Why you should avoid ALL CAPS

A Q&A with digital media professor Antoinette LaFarge.

Writing in all capital letters is like shouting in print.

That's the lesson from Antoinette LaFarge, a professor of digital media at the University of California at Irvine .

According to a recent online survey , 40 percent of Congress.org users say they "sometimes" or "often" use all capital letters when writing Congress.

But in an interview with Congress.org, LaFarge says it can make your writing less effective.

After teaching typography and graphic design for the past 10 years, she has formed a few theories about why people write in all caps and how readers react to it.

Congress.org: Where did all caps come from?

LaFarge: The English alphabet comes primarily from the Greek and Roman languages.
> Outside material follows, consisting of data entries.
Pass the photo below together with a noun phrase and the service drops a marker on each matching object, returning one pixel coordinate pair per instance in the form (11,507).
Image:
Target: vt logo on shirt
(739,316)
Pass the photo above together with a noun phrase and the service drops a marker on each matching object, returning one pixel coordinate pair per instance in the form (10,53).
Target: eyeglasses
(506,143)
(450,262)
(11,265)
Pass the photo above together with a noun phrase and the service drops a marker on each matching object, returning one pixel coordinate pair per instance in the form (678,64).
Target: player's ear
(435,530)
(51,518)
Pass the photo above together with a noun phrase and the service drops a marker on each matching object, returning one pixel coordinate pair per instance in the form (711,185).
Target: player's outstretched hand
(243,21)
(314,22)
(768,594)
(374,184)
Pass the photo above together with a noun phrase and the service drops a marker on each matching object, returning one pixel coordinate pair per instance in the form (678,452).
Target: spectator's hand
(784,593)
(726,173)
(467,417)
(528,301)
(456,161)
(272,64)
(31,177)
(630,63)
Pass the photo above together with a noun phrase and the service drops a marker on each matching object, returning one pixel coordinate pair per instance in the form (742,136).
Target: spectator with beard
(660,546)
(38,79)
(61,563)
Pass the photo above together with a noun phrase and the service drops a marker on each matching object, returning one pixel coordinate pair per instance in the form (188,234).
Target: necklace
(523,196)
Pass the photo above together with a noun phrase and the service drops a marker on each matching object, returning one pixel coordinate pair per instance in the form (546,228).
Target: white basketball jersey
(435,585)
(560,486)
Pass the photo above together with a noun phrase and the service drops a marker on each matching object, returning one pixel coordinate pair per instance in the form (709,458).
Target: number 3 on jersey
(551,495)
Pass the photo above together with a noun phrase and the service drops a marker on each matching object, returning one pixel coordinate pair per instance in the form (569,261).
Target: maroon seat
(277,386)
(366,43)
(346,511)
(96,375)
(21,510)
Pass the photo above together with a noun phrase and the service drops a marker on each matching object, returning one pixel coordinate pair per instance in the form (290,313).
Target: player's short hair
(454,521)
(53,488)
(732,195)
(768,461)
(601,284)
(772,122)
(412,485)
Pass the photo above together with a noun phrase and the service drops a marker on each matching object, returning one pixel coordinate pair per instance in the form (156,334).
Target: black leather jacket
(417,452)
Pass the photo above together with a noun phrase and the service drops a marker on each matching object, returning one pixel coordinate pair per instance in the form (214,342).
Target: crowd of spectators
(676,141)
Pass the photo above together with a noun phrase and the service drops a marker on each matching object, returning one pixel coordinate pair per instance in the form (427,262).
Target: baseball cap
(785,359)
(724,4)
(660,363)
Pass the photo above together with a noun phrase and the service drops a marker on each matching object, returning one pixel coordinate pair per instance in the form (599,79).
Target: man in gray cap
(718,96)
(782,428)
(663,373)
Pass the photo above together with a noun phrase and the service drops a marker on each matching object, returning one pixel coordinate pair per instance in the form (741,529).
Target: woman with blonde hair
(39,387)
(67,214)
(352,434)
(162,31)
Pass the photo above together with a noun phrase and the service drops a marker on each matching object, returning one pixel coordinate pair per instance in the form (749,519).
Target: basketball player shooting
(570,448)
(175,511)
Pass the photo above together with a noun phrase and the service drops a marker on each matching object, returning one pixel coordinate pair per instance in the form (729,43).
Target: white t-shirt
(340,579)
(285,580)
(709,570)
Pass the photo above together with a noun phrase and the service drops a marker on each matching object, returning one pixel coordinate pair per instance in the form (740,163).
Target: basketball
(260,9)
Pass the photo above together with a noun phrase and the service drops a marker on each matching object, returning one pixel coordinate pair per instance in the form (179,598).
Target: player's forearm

In the classical era, all caps were used for stone engraving on monuments. The letters were designed to be legible at a distance — the same way people often use very large type or uppercase letters now on billboards.

Lowercase letters developed later, when people began using various early forms of paper. Because of the way handwriting works, the letter forms started to mutate.

After the development of typesetting, you had a mix of both upper- and lowercase and refinements in the use of type. But all caps really came on strong during the computer era.

When people began writing in online forums, you started to see more use of all capital letters. By the mid-1990s, you started to see people comparing it to shouting.

Congress.org: What made writing in all caps so popular with computers?

LaFarge: One of the problems that people have in writing is showing emphasis.

In print, graphic designers had a lot of tricks to do this such as changing the size of a font, the spacing between letters, color, italics and bold type. All of that stuff was pretty much unavailable in the early days of the Internet. You just had plain vanilla type.

So how do you create emphasis? One way was to surround words with asterisks, which was supposed to be the equivalent of bold. But that was just clumsy.

So people reached for the first thing they could find, which was all caps.